Austrian Airlines hat im Jahr 2019 14,7 Millionen Passagiere befördert, was einen erneuten Passagierrekord seit Gründung im Jahr 1957 bedeutet. Rund 700.000 oder fünf Prozent mehr Gäste sind 2019 mit Austrian Airlines geflogen. Das Angebot gemessen in angebotenen Sitzkilometern (ASK) wurde um drei Prozent erhöht. Trotzdem hat es das Unternehmen geschafft, das erhöhte Angebot besser abzusetzen: Die Auslastung (=Passagierfaktor) ist mit 80,8% ebenfalls deutlich über dem Vorjahr (79,3%) gelegen und hat den besten Wert der Unternehmensgeschichte erreicht.

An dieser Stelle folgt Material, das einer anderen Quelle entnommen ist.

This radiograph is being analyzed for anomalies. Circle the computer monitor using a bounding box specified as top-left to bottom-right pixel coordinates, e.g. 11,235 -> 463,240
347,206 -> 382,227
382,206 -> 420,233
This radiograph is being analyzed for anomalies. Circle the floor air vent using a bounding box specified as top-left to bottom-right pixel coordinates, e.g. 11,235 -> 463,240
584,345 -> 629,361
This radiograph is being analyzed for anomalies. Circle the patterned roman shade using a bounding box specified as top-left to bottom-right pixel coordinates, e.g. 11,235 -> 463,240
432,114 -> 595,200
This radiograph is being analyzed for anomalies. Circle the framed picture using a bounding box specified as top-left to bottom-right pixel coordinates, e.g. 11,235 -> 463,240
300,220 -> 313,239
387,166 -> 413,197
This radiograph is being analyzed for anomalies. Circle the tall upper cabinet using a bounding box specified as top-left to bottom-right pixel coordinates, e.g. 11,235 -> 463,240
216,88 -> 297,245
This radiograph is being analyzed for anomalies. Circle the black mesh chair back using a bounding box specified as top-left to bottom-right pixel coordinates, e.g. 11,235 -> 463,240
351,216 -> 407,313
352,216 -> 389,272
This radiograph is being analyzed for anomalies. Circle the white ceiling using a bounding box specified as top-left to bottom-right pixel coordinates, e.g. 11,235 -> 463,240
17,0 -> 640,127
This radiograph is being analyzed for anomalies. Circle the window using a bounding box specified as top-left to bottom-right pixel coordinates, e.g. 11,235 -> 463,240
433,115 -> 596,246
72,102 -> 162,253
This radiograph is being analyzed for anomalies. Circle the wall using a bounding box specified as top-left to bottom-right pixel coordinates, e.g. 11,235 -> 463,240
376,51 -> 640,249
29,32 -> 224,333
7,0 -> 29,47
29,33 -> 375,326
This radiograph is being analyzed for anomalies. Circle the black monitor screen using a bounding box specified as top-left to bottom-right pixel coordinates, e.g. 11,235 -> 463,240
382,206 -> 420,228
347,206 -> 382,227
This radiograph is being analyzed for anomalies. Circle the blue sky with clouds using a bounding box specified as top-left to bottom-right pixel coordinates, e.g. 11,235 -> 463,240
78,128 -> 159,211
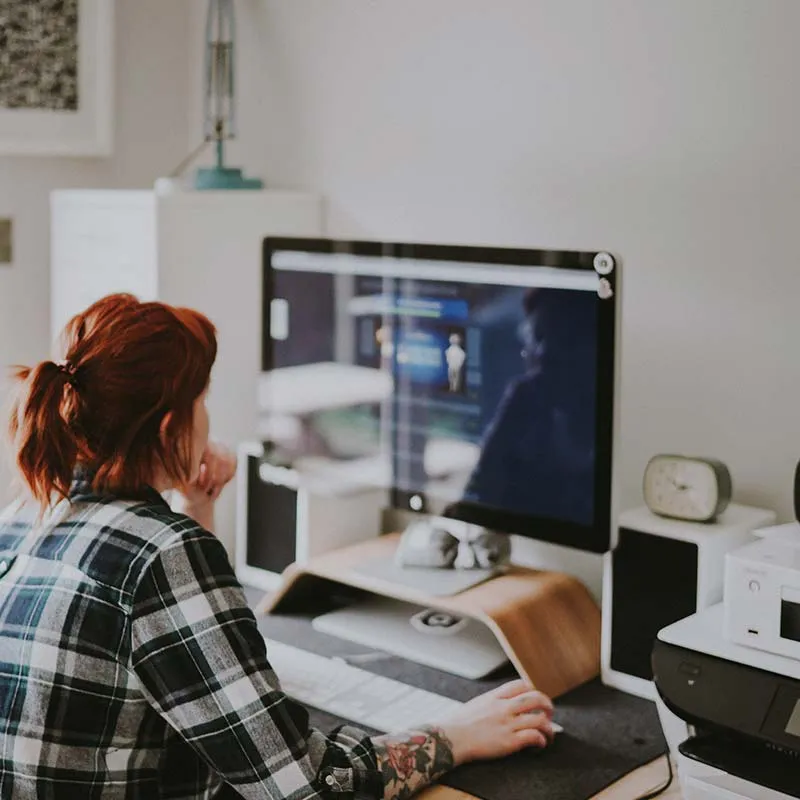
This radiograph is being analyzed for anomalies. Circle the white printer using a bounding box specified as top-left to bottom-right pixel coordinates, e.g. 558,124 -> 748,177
724,522 -> 800,659
652,603 -> 800,800
653,603 -> 800,800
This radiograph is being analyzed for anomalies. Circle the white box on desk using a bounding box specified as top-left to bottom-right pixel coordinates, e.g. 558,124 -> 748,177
236,442 -> 389,591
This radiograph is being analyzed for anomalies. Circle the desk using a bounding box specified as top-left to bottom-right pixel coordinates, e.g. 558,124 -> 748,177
419,756 -> 681,800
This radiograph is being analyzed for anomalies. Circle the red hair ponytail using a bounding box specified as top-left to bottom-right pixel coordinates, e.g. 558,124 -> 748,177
9,294 -> 217,506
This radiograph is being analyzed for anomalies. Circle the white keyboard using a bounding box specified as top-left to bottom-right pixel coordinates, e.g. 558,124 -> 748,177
267,640 -> 560,733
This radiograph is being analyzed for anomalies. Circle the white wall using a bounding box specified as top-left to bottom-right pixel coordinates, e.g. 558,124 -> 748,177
195,0 -> 800,586
0,0 -> 193,503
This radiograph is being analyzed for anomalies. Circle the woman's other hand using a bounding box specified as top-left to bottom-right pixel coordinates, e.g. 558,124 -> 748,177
438,680 -> 553,764
175,442 -> 236,531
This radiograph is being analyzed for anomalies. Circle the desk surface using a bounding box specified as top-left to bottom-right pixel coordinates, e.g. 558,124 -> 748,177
419,757 -> 681,800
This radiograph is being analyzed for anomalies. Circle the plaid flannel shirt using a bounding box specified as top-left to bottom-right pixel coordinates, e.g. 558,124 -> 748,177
0,479 -> 383,800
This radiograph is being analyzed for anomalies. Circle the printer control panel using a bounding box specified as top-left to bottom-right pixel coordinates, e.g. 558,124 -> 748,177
653,641 -> 800,752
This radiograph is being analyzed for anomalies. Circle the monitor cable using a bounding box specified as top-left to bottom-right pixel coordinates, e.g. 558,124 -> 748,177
636,748 -> 675,800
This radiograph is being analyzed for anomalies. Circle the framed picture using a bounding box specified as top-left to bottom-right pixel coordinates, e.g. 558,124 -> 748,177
0,0 -> 114,156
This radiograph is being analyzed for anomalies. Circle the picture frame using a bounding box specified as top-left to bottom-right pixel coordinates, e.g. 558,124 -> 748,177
0,0 -> 114,157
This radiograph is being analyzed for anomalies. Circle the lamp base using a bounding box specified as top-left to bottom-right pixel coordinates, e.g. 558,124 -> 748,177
194,167 -> 264,190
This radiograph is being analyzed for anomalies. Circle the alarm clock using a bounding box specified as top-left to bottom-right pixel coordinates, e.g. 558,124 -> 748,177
643,455 -> 732,522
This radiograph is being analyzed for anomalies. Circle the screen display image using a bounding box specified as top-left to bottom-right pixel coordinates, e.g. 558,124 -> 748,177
261,241 -> 613,544
786,700 -> 800,737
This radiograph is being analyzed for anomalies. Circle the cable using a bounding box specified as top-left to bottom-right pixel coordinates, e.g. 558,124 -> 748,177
636,748 -> 674,800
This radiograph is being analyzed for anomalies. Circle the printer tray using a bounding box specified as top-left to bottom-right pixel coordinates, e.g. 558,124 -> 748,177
678,733 -> 800,798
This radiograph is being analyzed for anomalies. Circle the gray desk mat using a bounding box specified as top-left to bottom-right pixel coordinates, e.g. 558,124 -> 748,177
253,615 -> 666,800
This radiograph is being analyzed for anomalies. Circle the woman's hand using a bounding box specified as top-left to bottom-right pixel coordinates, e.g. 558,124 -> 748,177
437,680 -> 553,765
175,442 -> 236,531
188,442 -> 236,505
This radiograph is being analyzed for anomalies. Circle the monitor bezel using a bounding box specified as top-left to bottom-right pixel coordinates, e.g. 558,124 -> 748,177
261,236 -> 620,553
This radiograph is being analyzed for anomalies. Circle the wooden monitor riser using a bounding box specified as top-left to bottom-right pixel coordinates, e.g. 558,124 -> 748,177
258,534 -> 600,698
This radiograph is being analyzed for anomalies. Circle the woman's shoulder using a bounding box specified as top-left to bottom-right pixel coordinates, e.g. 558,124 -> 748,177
65,497 -> 216,604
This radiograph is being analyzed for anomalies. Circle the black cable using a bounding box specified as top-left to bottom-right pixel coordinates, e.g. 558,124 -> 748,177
636,749 -> 674,800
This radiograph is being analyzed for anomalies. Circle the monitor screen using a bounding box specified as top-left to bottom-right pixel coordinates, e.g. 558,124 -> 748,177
260,239 -> 617,552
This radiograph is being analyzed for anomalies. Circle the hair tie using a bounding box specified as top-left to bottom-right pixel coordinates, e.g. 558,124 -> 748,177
56,360 -> 78,386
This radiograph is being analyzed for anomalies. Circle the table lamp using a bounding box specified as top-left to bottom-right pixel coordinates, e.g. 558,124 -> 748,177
194,0 -> 264,189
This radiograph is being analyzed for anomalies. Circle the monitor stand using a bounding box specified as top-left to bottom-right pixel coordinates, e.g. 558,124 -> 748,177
353,516 -> 511,597
311,595 -> 508,680
256,534 -> 600,698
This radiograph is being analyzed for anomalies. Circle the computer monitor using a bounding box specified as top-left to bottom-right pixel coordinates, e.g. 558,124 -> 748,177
259,238 -> 619,552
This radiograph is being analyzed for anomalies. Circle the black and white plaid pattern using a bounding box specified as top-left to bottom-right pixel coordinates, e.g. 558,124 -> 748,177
0,480 -> 383,800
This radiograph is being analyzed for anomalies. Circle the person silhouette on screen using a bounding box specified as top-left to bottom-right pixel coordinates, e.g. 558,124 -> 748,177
463,289 -> 596,524
444,333 -> 467,392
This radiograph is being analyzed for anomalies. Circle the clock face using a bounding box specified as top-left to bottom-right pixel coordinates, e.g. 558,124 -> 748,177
644,456 -> 719,521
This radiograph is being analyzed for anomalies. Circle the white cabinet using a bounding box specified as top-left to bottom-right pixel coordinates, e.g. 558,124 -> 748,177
51,190 -> 323,554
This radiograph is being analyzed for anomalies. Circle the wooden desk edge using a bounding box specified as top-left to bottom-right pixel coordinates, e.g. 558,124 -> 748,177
419,756 -> 681,800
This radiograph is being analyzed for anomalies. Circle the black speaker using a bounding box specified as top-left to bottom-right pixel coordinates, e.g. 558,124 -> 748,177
602,505 -> 775,698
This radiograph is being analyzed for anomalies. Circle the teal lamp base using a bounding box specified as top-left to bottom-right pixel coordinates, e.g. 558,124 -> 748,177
194,167 -> 264,190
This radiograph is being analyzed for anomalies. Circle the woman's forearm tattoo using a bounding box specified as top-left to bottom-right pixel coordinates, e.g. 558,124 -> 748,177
374,727 -> 455,800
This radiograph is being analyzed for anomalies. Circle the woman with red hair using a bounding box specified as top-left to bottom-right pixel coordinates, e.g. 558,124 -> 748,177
0,295 -> 552,800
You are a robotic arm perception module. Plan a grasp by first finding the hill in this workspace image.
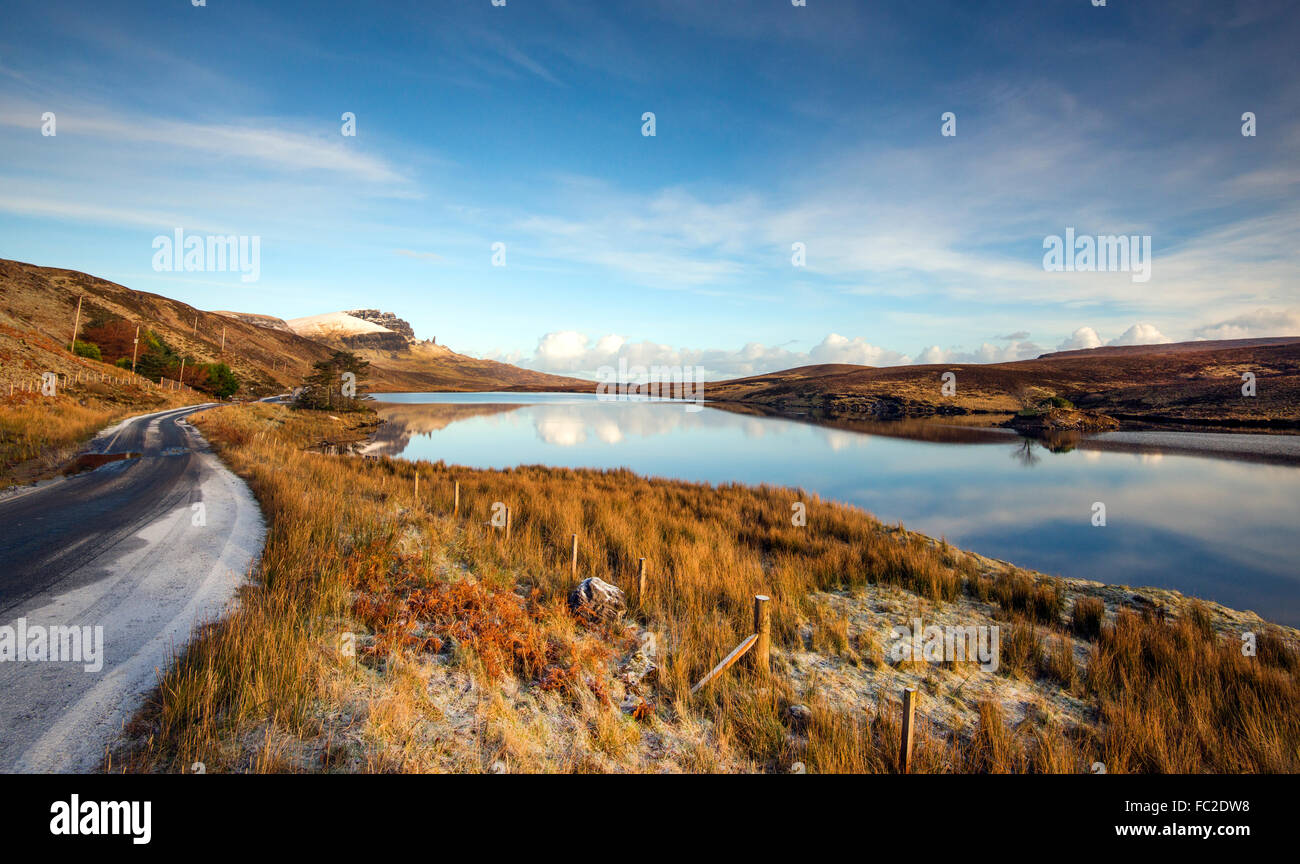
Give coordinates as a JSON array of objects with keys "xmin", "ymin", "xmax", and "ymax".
[
  {"xmin": 0, "ymin": 259, "xmax": 594, "ymax": 396},
  {"xmin": 705, "ymin": 337, "xmax": 1300, "ymax": 429}
]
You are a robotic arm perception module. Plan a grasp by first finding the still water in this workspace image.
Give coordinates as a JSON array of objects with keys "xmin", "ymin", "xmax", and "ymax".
[{"xmin": 371, "ymin": 394, "xmax": 1300, "ymax": 625}]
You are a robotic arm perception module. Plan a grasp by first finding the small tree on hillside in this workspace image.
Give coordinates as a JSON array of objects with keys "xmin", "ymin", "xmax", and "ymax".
[{"xmin": 294, "ymin": 351, "xmax": 371, "ymax": 411}]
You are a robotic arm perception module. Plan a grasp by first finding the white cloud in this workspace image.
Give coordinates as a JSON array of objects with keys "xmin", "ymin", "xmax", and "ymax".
[
  {"xmin": 1057, "ymin": 326, "xmax": 1101, "ymax": 351},
  {"xmin": 1106, "ymin": 324, "xmax": 1171, "ymax": 346},
  {"xmin": 917, "ymin": 342, "xmax": 1043, "ymax": 364},
  {"xmin": 1192, "ymin": 309, "xmax": 1300, "ymax": 339},
  {"xmin": 517, "ymin": 330, "xmax": 1043, "ymax": 379},
  {"xmin": 809, "ymin": 333, "xmax": 909, "ymax": 366}
]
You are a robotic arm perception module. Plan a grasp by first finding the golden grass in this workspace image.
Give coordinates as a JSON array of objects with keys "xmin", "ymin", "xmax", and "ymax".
[
  {"xmin": 109, "ymin": 404, "xmax": 1300, "ymax": 773},
  {"xmin": 0, "ymin": 382, "xmax": 192, "ymax": 489}
]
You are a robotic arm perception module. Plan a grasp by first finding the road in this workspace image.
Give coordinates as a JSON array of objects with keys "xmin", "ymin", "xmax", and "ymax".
[{"xmin": 0, "ymin": 405, "xmax": 265, "ymax": 772}]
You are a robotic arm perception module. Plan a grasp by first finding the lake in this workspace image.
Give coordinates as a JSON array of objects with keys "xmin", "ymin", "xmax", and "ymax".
[{"xmin": 371, "ymin": 394, "xmax": 1300, "ymax": 626}]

Austrian Airlines CCO Andreas Otto: „Die Zahlen zeigen, dass unser Produkt gut angenommen wird, die Kunden uns die Treue halten und die Steuerung auch sehr gut funktioniert.“

Austrian Airlines hat 2019 mit 82 Flugzeugen 139.230 Flüge absolviert. Das sind durchschnittlich rund 380 Flüge am Tag. Die Regelmäßigkeit hat erfreuliche 99,0 Prozent betragen (+1 Prozentpunkt), die Ankunftspünktlichkeit lag bei 80,6 Prozent, eine Steigerung von 1,5 Prozentpunkten im Vergleich zum Vorjahr.

Job-Abbau, Kurzarbeit

Das im Jänner angekündigte Strategieprogramm #DriveTo25 behält trotz Corona-Krise seine Gültigkeit. Dabei geht es kurz gefasst um das Erreichen der Investitionsfähigkeit. Investitionsfähig heißt, dass das Unternehmen seine notwendigen Investitionen selbst tragen kann. Dabei sollen 700 bis 800 von insgesamt derzeit knapp 7000 Arbeitsplätzen abgebaut werden. Die  Airline hat bereits Kurzarbeit beantragt.

Lufthansa-Staatshilfe

Der Lufthansa-Konzern streicht sein Flugprogramm wegen der Coronavirus-Krise noch stärker zusammen als bisher bekannt. Bis 19. April fänden nur noch rund fünf Prozent der ursprünglich geplanten Flüge statt, teilte die AUA-Mutter am Donnerstag bei der Vorlage der Jahresbilanz in Frankfurt mit. Rund 700 von 763 Flugzeugen des Konzerns blieben vorläufig am Boden.

"Je länger diese Krise andauert, desto wahrscheinlicher wird es, dass die Zukunft der Luftfahrt ohne staatliche Hilfe nicht gewährleistet werden kann", so Spohr. Der Vorstand werde auf 20 Prozent seiner Grundvergütung in diesem Jahr verzichten.